Fadi ist aufgewacht und weint. Sein Vater wiegt den männlichen Nachwuchs mit stolzem Gesichtsausdruck in seinem Arm hin und her. Mutter Aischa sitzt mit ihrem älteren Sohn daneben. Sie ist erleichtert, dass alles gut geklappt hat. Warum sie den Eingriff hier im Krankenhaus haben machen lassen? „Ich habe von vielen gehört, dass Herr Büsing ein Profi ist“, sagt sie. Tatsächlich zieht Büsings Serviceleistung nicht nur Patienten aus dem Ruhrgebiet an. Es sei auch schon vorgekommen, dass jemand aus Großbritannien einflog, um sich in Recklinghausen beschneiden zu lassen, erzählt der Arzt.

Denn auch auf diesem Gebiet wird gepfuscht.
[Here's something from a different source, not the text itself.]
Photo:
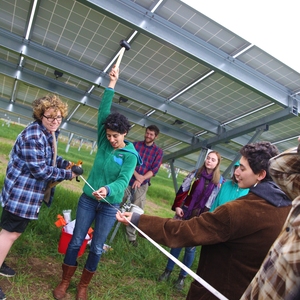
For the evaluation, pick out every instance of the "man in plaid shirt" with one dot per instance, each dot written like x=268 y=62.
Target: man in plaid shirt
x=279 y=275
x=138 y=186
Anfang des Jahres musste ein türkischer Rentner in Düsseldorf vor Gericht, weil er als Nicht-Mediziner mehrere kleine Jungen beschnitten hatte. Bei einer Hausdurchsuchung fand die Polizei außerdem verdreckte Instrumente. Vor Gericht verteidigte sich der Mann damit, dass er in der Türkei als hoch angesehener Beschneider gelte und es dort nicht die Aufgabe von Ärzten sei, Zirkumzisionen durchzuführen. „Das ist Unsinn“, sagt Öztürk. Früher seien die Operationen zwar tatsächlich von einer Art Heilpraktikern durchgeführt worden. Inzwischen sei es aber auch in der Türkei verboten, ohne Medizinstudium Vorhäute zu entfernen.

Heute sind viele türkischstämmige Ärzte in Deutschland darauf spezialisiert. Denn der Trend geht dahin, dass auch türkische Eltern ihre Kinder hier beschneiden lassen. „Der Aufwand, in die Türkei zu fliegen, ist vielen inzwischen zu hoch“, sagt Öztürk. Dafür stecken die meisten Eltern Geld und Energie in die traditionelle Beschneidungsfeier für ihre Jungs: Dazu laden sie die gesamte Familie und Bekanntschaft ein. Die Stars des Abends werden in prächtige Gewänder gekleidet, sehen dann aus wie kleine Könige. Einen ganzen Abend lang wird gegessen und getanzt. „Das ist fast wie eine türkische Hochzeit“, sagt Öztürk. An diesem Abend im Mittelpunkt zu sein, helfe den Jungs auch ein wenig die Schmerzen zu vergessen.